For a practical mechanism synthesis problem, extreme accuracy is not really necessary due to inherent limitations in manufacturing processes and arbitrariness in the design specification. In this sense, the Selective Precision Synthesis(SPS) developed by Kramer and Sandor has been proved to be a useful design tool with different limits of accuracy at various discrete positions. This method, however, is still not amenable to practical routine utilization, because of the difficulty of handling often inevitable mechanism construction errors and of applying to slider-crank mechanisms. In this study, the Conventional SPS(CSPS) is modified to resolve these problems by adopting the displacement matrix approach and using binary links as basic elements. This Modified SPS(MSPS) can thus be applied to the synthesis of slider-crank mechanisms as well. The mechanism construction procedure proposed in this paper permits deviation at the first point of the design path which is not the case in the CSPS. With the introduction of "maximum allowable angular deviation," the mechanism construction error (MCE) at a design point can be eliminated. The link length adjustment is also found to be a useful tool for the case of infinite MCE. These new MCE elimination techniques are shown to be more efficient than the previously developed strategies.

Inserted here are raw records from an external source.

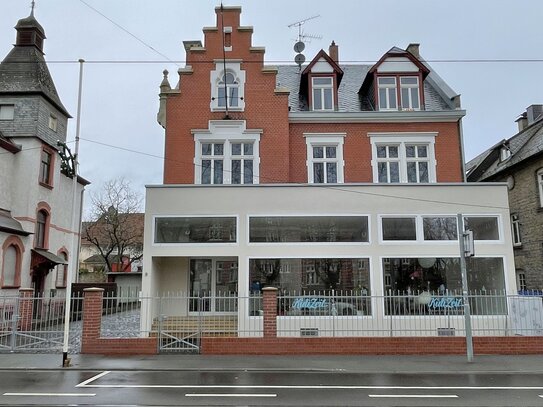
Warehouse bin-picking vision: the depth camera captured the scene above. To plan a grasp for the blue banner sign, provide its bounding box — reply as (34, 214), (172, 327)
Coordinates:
(291, 297), (328, 309)
(428, 297), (464, 309)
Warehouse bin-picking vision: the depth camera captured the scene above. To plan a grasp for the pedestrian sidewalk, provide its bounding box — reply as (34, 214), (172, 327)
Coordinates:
(0, 353), (543, 374)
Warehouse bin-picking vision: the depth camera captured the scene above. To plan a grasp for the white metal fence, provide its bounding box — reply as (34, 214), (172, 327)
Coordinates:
(0, 290), (543, 353)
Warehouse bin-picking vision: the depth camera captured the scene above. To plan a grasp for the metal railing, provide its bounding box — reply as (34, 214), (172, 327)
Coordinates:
(277, 292), (543, 337)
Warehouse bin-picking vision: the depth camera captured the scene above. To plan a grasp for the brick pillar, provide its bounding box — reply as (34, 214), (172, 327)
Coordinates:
(81, 288), (104, 351)
(262, 287), (277, 338)
(18, 288), (34, 331)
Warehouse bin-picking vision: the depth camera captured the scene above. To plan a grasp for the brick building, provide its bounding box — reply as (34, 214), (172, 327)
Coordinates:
(0, 12), (88, 300)
(142, 3), (516, 330)
(466, 105), (543, 290)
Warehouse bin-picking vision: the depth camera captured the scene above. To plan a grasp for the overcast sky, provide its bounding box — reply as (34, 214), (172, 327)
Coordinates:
(0, 0), (543, 210)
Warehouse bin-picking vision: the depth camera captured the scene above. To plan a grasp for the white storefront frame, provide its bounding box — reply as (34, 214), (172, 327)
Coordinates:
(142, 183), (516, 332)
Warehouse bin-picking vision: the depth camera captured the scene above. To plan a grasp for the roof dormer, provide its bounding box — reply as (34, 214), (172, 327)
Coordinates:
(361, 45), (430, 111)
(300, 43), (343, 111)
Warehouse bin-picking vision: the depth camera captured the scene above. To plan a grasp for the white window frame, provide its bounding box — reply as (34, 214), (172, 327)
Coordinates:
(151, 213), (240, 248)
(368, 133), (438, 184)
(311, 76), (335, 111)
(537, 168), (543, 208)
(49, 114), (58, 133)
(192, 120), (262, 185)
(209, 59), (245, 112)
(511, 213), (522, 247)
(515, 270), (527, 291)
(0, 103), (15, 120)
(304, 133), (347, 184)
(399, 76), (421, 110)
(377, 76), (399, 111)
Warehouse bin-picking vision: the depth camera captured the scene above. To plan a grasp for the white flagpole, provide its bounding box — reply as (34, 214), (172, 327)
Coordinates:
(62, 59), (85, 367)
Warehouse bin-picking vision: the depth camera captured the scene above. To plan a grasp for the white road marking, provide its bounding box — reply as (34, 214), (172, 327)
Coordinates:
(185, 393), (277, 397)
(75, 370), (111, 387)
(80, 384), (543, 390)
(3, 393), (96, 397)
(368, 394), (458, 399)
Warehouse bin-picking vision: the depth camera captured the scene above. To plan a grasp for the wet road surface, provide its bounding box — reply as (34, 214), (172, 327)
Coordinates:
(0, 369), (543, 407)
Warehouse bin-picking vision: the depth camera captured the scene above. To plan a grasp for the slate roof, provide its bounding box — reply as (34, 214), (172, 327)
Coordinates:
(0, 16), (71, 117)
(466, 117), (543, 181)
(276, 62), (455, 112)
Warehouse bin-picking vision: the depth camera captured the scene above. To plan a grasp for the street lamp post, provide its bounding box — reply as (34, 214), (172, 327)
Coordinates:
(458, 214), (474, 362)
(62, 59), (85, 367)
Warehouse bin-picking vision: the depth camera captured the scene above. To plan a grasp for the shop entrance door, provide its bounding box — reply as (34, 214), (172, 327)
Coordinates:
(189, 257), (238, 314)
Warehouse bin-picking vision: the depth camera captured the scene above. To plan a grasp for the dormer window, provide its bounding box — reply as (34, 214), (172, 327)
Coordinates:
(377, 76), (398, 110)
(311, 77), (334, 110)
(400, 76), (420, 110)
(377, 76), (421, 110)
(210, 61), (245, 112)
(500, 145), (511, 161)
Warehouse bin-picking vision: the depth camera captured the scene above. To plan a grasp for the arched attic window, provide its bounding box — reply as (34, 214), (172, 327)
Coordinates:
(217, 71), (240, 108)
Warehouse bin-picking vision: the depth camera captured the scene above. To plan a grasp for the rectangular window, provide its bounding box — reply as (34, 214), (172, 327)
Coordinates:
(511, 214), (522, 246)
(0, 105), (15, 120)
(377, 76), (398, 110)
(154, 217), (237, 243)
(39, 150), (53, 185)
(464, 216), (500, 240)
(304, 133), (345, 184)
(405, 144), (430, 183)
(400, 76), (420, 110)
(231, 143), (254, 184)
(383, 257), (507, 315)
(369, 137), (436, 183)
(249, 258), (371, 316)
(381, 217), (417, 240)
(422, 216), (458, 240)
(377, 145), (400, 183)
(49, 115), (58, 132)
(249, 216), (368, 243)
(313, 146), (337, 184)
(311, 77), (334, 110)
(517, 271), (528, 291)
(202, 143), (224, 184)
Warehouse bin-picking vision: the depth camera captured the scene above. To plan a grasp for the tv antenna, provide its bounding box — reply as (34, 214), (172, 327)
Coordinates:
(288, 14), (322, 42)
(288, 14), (322, 70)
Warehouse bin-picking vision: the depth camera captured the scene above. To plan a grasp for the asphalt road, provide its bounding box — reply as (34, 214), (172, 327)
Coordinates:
(0, 369), (543, 407)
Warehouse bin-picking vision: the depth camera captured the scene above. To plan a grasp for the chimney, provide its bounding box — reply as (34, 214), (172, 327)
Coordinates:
(515, 112), (528, 133)
(526, 105), (543, 126)
(328, 41), (339, 64)
(406, 44), (420, 59)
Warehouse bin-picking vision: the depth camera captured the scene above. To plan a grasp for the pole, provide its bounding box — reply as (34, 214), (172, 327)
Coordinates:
(62, 59), (85, 367)
(457, 214), (473, 362)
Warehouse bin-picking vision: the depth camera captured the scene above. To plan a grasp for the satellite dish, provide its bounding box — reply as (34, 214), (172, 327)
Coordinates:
(294, 41), (305, 52)
(294, 54), (305, 65)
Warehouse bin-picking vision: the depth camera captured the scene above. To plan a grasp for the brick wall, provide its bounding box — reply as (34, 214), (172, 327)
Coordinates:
(81, 288), (158, 355)
(201, 336), (543, 355)
(160, 9), (463, 184)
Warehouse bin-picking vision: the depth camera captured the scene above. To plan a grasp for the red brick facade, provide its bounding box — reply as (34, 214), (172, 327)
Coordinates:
(201, 336), (543, 355)
(159, 7), (463, 184)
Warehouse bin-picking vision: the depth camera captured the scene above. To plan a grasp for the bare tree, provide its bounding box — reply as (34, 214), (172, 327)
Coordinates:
(82, 178), (144, 271)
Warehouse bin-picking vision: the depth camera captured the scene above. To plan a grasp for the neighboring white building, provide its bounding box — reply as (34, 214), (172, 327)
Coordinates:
(0, 12), (88, 295)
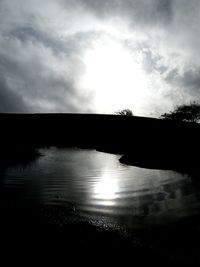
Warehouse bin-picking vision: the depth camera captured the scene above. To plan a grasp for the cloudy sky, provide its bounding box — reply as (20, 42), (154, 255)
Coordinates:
(0, 0), (200, 117)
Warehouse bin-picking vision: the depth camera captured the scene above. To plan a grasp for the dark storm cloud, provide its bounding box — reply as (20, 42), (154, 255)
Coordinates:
(63, 0), (173, 27)
(0, 20), (96, 112)
(166, 68), (200, 97)
(0, 0), (200, 115)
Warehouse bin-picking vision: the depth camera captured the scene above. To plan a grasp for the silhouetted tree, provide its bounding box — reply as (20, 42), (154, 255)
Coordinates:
(160, 102), (200, 122)
(115, 109), (134, 116)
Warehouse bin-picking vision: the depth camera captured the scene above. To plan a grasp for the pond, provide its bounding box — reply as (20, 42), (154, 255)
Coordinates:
(0, 147), (200, 229)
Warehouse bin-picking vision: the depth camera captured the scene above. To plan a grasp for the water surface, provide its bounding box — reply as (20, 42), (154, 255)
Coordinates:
(0, 148), (200, 229)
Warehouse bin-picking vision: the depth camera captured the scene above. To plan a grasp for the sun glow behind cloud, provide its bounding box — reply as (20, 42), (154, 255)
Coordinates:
(81, 39), (149, 113)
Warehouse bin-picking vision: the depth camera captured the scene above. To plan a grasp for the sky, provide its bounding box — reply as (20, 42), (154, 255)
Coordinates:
(0, 0), (200, 117)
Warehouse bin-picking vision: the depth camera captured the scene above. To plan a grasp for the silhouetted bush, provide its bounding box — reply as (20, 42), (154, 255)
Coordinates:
(115, 109), (134, 116)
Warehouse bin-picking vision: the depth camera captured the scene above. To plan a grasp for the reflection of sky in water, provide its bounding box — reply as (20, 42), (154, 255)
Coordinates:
(4, 148), (200, 226)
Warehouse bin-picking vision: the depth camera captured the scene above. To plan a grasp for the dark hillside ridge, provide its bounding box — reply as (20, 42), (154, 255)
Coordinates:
(0, 114), (200, 172)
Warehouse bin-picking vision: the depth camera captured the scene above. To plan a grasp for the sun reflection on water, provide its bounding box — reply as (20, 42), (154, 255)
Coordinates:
(94, 174), (119, 203)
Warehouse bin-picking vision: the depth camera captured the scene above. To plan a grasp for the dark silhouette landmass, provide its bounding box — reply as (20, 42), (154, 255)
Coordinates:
(0, 114), (200, 176)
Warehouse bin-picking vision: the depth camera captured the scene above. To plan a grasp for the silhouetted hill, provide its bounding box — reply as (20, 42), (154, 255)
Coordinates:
(0, 114), (200, 174)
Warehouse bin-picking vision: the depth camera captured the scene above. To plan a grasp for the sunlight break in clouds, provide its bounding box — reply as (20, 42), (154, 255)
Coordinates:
(0, 0), (200, 117)
(81, 36), (148, 113)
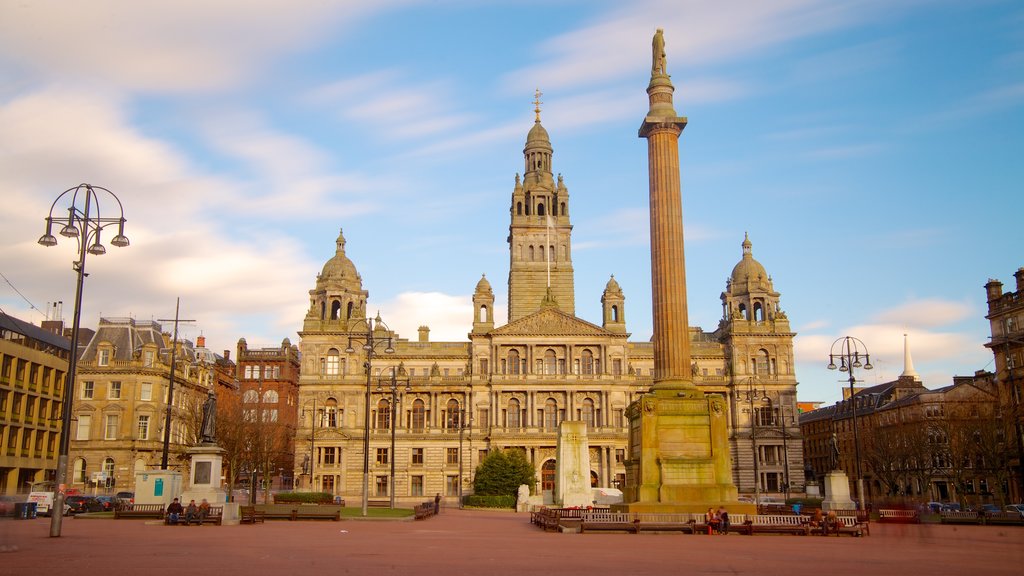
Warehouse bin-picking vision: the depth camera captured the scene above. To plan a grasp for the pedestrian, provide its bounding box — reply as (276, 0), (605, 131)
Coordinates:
(167, 498), (185, 526)
(185, 500), (199, 526)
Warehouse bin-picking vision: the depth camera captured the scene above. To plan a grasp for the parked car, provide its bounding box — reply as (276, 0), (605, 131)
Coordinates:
(65, 496), (103, 515)
(0, 495), (20, 516)
(114, 485), (135, 505)
(95, 496), (120, 512)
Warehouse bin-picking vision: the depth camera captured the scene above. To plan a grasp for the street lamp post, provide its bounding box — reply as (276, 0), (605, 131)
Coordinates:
(827, 336), (873, 509)
(377, 368), (413, 509)
(744, 377), (771, 506)
(39, 183), (128, 537)
(345, 313), (394, 516)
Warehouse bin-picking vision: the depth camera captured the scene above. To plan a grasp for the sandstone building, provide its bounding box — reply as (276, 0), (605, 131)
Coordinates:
(295, 110), (804, 502)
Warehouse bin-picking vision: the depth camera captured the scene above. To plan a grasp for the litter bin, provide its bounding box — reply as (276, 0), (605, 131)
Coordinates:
(14, 502), (36, 520)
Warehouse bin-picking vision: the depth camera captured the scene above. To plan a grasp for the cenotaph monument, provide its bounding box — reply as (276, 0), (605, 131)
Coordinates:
(555, 420), (594, 508)
(612, 29), (756, 512)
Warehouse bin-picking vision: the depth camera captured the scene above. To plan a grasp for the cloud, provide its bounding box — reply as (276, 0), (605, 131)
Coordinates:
(0, 0), (395, 92)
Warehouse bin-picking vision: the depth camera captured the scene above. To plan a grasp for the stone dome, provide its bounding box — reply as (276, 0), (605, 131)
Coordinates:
(731, 233), (768, 290)
(321, 230), (360, 287)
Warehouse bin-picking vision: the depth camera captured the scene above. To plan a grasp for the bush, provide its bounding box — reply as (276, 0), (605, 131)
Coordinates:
(273, 492), (334, 504)
(465, 494), (516, 508)
(473, 449), (537, 494)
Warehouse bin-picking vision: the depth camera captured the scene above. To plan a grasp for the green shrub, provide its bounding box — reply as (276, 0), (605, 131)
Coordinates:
(465, 494), (516, 508)
(273, 492), (334, 504)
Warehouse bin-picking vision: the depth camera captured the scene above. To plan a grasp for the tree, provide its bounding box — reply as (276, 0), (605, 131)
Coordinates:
(473, 450), (537, 496)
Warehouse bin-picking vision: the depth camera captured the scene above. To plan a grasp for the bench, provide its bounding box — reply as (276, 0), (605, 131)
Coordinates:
(239, 506), (266, 524)
(114, 504), (164, 519)
(164, 506), (224, 526)
(292, 504), (341, 522)
(742, 515), (810, 536)
(635, 512), (696, 534)
(939, 510), (985, 524)
(879, 509), (921, 524)
(413, 502), (434, 522)
(580, 510), (637, 534)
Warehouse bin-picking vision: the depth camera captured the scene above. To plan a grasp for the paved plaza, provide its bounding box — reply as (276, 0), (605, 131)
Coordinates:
(0, 509), (1024, 576)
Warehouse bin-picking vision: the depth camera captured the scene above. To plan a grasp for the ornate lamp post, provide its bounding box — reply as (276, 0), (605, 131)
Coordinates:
(743, 377), (771, 506)
(345, 312), (394, 516)
(827, 336), (873, 509)
(377, 368), (413, 508)
(39, 183), (128, 537)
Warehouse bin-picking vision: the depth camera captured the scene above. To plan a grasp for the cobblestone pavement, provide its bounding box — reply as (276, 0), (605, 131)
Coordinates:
(0, 509), (1024, 576)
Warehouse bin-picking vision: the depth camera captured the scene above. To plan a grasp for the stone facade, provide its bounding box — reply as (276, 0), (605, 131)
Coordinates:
(0, 313), (71, 494)
(68, 318), (234, 492)
(295, 111), (803, 502)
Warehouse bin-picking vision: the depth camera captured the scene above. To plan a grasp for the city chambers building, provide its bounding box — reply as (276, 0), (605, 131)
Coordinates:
(295, 110), (804, 502)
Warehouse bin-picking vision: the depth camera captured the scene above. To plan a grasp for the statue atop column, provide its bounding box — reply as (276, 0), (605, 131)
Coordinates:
(650, 28), (669, 76)
(200, 389), (217, 444)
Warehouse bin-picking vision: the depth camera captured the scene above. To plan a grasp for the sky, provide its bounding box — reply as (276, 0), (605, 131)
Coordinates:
(0, 0), (1024, 403)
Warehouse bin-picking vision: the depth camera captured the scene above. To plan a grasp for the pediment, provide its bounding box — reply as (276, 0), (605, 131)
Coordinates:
(489, 307), (621, 336)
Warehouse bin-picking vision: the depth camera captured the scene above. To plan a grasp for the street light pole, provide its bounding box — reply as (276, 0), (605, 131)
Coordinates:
(345, 312), (394, 516)
(826, 336), (873, 510)
(38, 183), (129, 538)
(377, 368), (413, 509)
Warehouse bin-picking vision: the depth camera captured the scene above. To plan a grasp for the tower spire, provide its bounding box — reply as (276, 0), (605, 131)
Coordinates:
(899, 334), (921, 380)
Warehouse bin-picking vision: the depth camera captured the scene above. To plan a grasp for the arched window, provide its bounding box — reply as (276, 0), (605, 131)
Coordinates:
(324, 348), (341, 376)
(413, 399), (427, 431)
(505, 398), (520, 428)
(580, 398), (594, 430)
(544, 398), (558, 430)
(581, 349), (594, 374)
(444, 399), (462, 429)
(321, 398), (339, 428)
(71, 458), (86, 484)
(544, 348), (558, 374)
(509, 349), (519, 374)
(376, 398), (391, 430)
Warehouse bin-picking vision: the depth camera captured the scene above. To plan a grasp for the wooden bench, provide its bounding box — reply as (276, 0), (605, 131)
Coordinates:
(742, 515), (810, 536)
(164, 506), (224, 526)
(114, 504), (164, 519)
(635, 512), (696, 534)
(239, 506), (266, 524)
(580, 510), (637, 534)
(879, 509), (921, 524)
(292, 504), (341, 522)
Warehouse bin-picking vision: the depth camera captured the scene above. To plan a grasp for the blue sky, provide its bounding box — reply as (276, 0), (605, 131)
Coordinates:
(0, 0), (1024, 402)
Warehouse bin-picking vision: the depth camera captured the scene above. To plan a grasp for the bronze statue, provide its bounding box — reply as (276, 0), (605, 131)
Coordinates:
(650, 28), (669, 76)
(200, 389), (217, 444)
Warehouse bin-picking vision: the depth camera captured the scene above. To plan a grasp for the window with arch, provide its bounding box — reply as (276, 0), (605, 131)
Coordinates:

The proposed MSPS has two steps. In the optimization stage, all possible binary links satisfying the given motion requirements are found passing through accuracy circles. Once this is done, a four-bar mechanism is then constructed by taking any two binary links which are distinct or manufacturable. For a mechanism to be practically designed, several other conditions on link length ratio, Grashof criteria, transmission angles, and so on, have to be satisfied. The more candidates there are from the first step, the more probable it is to satisfy these and reach the best mechanism. To produce as many binary links as possible, an exhaustive method of generating initial guesses for the optimization is proposed. A clustering procedure is used to classify the resulting local solutions. An unsupervised learning procedure of the neural network study is adopted and modified for the clustering. The proposed learning rules including the threshold and decision of the cluster centers have physical meanings and are found practicable.
Several realistic design problems are taken to emphasize the rationale of the proposed MSPS and to show practical results. The proposed procedure has all the flexibility necessary to deal with real-life problems and effectively generates solutions. The extra effort of deciding angular deviation is more than justified from a practical point of view.